Making statistics intuitive

  • Graphs
  • Basics
  • Hypothesis Testing
  • Regression
  • ANOVA
  • Probability
  • Time Series
  • Fun

How High Does R-squared Need to Be?

By Jim Frost 9 Comments

How high does R-squared need to be in regression analysis? That seems to be an eternal question.

Image of R-squared.Previously, I explained how to interpret R-squared. I showed how the interpretation of R2 is not always straightforward. A low R-squared isn’t always a problem, and a high R-squared doesn’t automatically indicate that you have a good model.

So, how high should R-squared be? The definitive answer is . . . it depends. You’ll need some patience because my assertion is that this question is the wrong question. In this post, I reveal why it is the wrong question and which questions you should ask instead.

Related post: Five Reasons Why Your R-squared can be Too High

How High Does R-squared Need to be is the Wrong Question

How high does R-squared need to be? If you think about it, there is only one correct answer. R-squared should accurately reflect the percentage of the dependent variable variation that the linear model explains. Your R2 should not be any higher or lower than this value.

The correct R2 value depends on your study area. Different research questions have different amounts of variability that are inherently unexplainable. Case in point, humans are hard to predict. Any study that attempts to predict human behavior will tend to have R-squared values less than 50%. However, if you analyze a physical process and have very good measurements, you might expect R-squared values over 90%. There is no one-size fits all best answer for how high R-squared should be.

Consequently, the answer to “how high does R-squared need to be?” is that it depends on the amount of variability that is actually explainable. Clearly, your R-squared should not be greater than the amount of variability that is actually explainable—which can happen in regression. To see if your R-squared is in the right ballpark, compare your R2 to those from other studies.

Chasing a high R2 value can produce an inflated value and a misleading model. Read my post about adjusted R-squared and predicted R-squared to see how these statistics can help you avoid these problems.

Related post: Model Specification: Choosing the Correct Regression Model

Define Your Objectives for the Regression Model

When you wonder if the R-squared is high enough, it’s probably because you want to know if the regression model satisfies your objectives. Given your requirements, does the model meet your needs? Therefore, you need to define your objectives before proceeding.
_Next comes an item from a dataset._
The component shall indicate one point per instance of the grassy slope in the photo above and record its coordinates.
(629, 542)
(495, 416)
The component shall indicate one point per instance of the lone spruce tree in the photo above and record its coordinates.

To determine whether a model meets your objectives, you’ll need to ask different questions because R2 doesn’t address this issue. The correct questions depend on whether your primary goal for the model is:

  • To understand the relationships between the independent variables and dependent variable. Or,
  • To predict the dependent variable.

R-squared and Understanding the Relationships between the Variables

If your primary goal is to understand the relationships between the variables in your model, the answer to how high R-squared needs to be is very simple. For this objective, R2 is irrelevant.

This statement might surprise you. However, the interpretation of the significant relationships in a regression model does not change regardless of whether your R2 is 15% or 85%! The regression coefficients define the relationship between each independent variable and the dependent variable. The interpretation of the coefficients doesn’t change based on the value of R-squared.

Suppose we have a statistically significant coefficient that equals 2. This coefficient indicates that the mean of the dependent variable increases by 2 for every one-unit increase in the independent variable irrespective of the R2 value.

Related post: See a graphical illustration of why the interpretation of coefficients does not depend on R-squared.

The question about how high R-squared needs to be doesn’t make sense in this context because it doesn’t matter. A small R2 doesn’t nullify or change the interpretation of the coefficient for an independent variable that is statistically significant.

Instead of wondering if your R-squared value is high enough, you should ask the following questions to ensure that you can trust your results:

  • Do I have a sound basis for my model?
  • Can I trust my data?
  • Do the residual plots look good?
  • Do the results fit theory?
  • How do I interpret the regression coefficients and P-values?

R-squared and Predicting the Dependent Variable

On the other hand, if your primary goal is to use your regression model to predict the value of the dependent variable, R-squared is a consideration.

Predictions are more complex than just the single predicted value. Predictions include a margin of error. More precise predictions have a smaller amount of error.

R2 is relevant in this context because it is a measure of the error. Lower R2 values correspond to models with more error, which in turn produces predictions that are less precise. In other words, if your R2 is too low, your predictions will be too imprecise to be useful.

A low R-squared can be an indicator of imprecision predictions. However, R2 doesn’t tell you directly whether the predictions are sufficiently precise for your requirements.

We need a direct measure of precision that uses the units of the dependent variable. That’s why asking, “How high does R-squared need to be?” still is not the correct question.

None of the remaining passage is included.